Question about channel dimension matching


I would appreciate some help in understanding examples presented in the lecture covering an example of a simple convolution network.

In the example given by Dr Ng,

  1. He wanted to build a cat classifier.

  2. He has an input image of size 39x39x3.

  3. He fed the input image of 39x39x3 into the first convolution layer with:
    f = 3, s = 1, p = 0, and with 10 filters.

My question is:

How can you feed a 39x39x3 RGB (3 channels) into a 3x3 filter with 10 filters?

The channel number of image is Nc = 3 and the filter number Nc = 10. They are not matched. How did he get this to work?

Thank you!


@Kevin_Shey ,
I am not sure if I got your point, but the number of channels (3) means its a RGB image. Then the layer applies 10 filters to the input image. The number of filters determines the depth of the output tensor from this layer, or (37, 37, 10)

Also, each filter takes care of all channels of the image, not just one channel. Each filter has a shape of 3 x 3 x 3 (ignoring the bias).

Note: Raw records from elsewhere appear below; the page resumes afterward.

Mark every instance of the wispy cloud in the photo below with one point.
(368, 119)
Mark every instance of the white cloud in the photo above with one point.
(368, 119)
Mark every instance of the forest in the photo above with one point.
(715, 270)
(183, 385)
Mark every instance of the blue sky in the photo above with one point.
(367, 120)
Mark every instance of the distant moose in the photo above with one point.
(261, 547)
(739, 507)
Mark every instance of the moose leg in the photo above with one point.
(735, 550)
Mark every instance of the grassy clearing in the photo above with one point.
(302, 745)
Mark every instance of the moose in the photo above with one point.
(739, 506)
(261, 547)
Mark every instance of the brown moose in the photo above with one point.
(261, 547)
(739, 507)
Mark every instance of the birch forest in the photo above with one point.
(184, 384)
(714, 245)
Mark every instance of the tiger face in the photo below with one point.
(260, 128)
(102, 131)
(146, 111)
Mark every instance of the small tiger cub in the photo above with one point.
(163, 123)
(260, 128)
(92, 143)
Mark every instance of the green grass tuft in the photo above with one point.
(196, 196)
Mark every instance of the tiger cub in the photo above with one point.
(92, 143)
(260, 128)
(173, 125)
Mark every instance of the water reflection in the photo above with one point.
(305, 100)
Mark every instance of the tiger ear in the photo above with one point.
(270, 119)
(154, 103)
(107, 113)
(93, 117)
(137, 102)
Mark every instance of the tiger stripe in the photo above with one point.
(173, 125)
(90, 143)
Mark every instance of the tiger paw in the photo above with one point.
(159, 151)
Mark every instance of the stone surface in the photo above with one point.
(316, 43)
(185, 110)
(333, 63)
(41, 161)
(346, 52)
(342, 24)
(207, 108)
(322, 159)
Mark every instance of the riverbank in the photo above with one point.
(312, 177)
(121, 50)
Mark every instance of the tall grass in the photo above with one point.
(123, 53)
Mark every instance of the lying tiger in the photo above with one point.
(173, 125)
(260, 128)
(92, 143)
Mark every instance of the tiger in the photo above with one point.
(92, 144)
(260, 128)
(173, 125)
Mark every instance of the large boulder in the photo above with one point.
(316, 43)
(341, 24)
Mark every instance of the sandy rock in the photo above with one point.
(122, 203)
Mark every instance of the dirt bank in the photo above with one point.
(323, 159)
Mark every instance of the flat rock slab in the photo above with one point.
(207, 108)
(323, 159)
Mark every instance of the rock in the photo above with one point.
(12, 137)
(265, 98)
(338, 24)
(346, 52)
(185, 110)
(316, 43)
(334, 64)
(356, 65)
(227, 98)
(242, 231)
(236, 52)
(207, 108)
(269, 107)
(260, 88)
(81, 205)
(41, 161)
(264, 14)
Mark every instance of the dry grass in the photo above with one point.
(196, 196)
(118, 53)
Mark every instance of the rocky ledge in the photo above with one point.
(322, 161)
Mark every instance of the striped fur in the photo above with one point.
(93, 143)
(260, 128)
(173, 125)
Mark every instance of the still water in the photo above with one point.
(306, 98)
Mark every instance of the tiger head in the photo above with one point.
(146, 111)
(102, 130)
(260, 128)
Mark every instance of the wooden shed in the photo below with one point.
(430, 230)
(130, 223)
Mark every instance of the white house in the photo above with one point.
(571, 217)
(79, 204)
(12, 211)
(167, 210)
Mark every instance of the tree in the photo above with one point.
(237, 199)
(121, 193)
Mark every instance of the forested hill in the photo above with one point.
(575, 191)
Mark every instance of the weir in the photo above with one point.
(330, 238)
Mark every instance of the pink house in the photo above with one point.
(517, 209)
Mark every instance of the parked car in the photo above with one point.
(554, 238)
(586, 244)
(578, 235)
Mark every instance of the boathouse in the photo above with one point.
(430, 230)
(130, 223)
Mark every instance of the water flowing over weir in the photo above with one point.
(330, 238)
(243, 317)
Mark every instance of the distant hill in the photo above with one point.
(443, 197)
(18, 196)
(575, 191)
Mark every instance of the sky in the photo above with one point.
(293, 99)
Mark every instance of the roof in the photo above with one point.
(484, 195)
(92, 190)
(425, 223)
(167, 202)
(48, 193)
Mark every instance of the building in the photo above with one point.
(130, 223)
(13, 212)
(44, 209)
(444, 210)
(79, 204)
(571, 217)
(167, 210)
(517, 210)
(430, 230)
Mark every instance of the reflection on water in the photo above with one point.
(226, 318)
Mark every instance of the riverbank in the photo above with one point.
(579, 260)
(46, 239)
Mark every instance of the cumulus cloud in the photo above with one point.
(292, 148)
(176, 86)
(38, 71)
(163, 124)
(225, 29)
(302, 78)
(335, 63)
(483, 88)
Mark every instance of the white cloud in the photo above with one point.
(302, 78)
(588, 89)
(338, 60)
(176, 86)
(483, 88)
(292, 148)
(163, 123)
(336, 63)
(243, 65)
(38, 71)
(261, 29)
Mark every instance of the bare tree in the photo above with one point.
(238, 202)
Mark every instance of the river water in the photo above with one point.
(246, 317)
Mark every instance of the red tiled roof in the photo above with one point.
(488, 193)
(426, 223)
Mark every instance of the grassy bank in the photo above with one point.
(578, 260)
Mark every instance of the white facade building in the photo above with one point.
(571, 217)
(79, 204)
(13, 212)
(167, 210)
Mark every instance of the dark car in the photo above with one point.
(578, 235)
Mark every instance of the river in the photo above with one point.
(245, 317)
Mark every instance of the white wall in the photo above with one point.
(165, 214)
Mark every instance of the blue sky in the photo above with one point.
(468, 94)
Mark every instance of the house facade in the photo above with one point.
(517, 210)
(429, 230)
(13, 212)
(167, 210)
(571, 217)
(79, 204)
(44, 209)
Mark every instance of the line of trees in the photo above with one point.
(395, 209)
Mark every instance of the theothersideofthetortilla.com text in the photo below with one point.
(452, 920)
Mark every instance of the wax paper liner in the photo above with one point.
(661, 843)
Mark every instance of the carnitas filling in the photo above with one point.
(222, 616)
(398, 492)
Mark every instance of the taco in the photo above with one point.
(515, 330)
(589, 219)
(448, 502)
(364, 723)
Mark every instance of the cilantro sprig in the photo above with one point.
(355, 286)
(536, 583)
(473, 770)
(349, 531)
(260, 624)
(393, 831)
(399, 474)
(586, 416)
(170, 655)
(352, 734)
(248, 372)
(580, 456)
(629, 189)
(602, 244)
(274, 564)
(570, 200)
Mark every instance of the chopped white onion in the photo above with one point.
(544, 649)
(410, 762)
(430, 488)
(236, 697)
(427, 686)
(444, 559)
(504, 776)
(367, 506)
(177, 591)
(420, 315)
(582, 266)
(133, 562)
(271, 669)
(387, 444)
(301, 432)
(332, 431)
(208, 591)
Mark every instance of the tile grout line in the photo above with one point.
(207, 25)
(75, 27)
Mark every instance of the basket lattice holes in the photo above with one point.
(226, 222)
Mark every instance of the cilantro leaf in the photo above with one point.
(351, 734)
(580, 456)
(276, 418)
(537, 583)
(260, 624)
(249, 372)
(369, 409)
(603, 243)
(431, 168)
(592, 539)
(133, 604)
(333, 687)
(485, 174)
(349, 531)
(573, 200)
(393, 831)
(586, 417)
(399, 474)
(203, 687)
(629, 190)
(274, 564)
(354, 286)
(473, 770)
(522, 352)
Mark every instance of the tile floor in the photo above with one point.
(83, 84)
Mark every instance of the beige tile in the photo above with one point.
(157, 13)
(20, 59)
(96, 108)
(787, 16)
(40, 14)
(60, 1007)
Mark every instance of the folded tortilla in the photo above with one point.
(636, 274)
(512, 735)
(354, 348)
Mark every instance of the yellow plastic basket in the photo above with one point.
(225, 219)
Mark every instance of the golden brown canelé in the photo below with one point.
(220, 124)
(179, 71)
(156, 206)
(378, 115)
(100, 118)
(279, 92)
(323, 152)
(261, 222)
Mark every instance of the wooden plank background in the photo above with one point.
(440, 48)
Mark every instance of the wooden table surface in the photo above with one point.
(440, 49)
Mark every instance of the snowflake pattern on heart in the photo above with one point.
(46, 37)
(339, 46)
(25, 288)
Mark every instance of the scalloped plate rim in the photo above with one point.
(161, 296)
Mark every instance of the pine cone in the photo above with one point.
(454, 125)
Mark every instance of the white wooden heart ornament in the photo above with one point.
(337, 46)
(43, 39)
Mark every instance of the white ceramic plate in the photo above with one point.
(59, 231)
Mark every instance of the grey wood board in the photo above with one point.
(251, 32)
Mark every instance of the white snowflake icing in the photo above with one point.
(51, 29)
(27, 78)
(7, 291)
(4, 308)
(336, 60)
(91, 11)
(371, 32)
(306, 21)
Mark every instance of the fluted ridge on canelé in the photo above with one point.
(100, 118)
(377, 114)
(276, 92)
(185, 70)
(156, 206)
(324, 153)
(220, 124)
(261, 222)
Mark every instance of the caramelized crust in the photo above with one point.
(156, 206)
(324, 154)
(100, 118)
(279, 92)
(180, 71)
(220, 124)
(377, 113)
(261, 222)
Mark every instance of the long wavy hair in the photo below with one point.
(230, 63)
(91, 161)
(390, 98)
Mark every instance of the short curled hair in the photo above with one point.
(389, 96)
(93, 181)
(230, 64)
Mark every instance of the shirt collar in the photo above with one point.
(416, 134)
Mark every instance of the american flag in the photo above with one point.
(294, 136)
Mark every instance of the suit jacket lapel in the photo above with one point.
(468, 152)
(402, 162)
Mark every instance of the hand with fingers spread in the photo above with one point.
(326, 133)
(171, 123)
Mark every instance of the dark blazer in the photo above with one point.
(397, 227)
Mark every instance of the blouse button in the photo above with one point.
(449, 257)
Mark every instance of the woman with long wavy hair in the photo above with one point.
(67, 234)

Right, if there are 10 filters, then the shape of the W weight matrix is 3 x 3 x 3 x 10. So you step through the whole convolution 10 times with the ten different 3 x 3 x 3 filters. Then for each 3 x 3 x 3 filter you do the actual convolution stepping the filter across the h and w dimensions and convolving it with all 3 input channels at each position. The bias will be 1 x 1 x 1 x 10.

You apply this formula to compute the output dimensions:

n_{out} = \displaystyle \lfloor \frac {n_{in} + 2p - f}{s} \rfloor + 1

That applies to both h and w, of course, so with f = 3, s = 1 and p = 0, you get:

n_{out} = \displaystyle \lfloor \frac {39 + 2 * 0 - 3}{1} \rfloor + 1 = 36 + 1 = 37

Thank you everyone for the helpful response!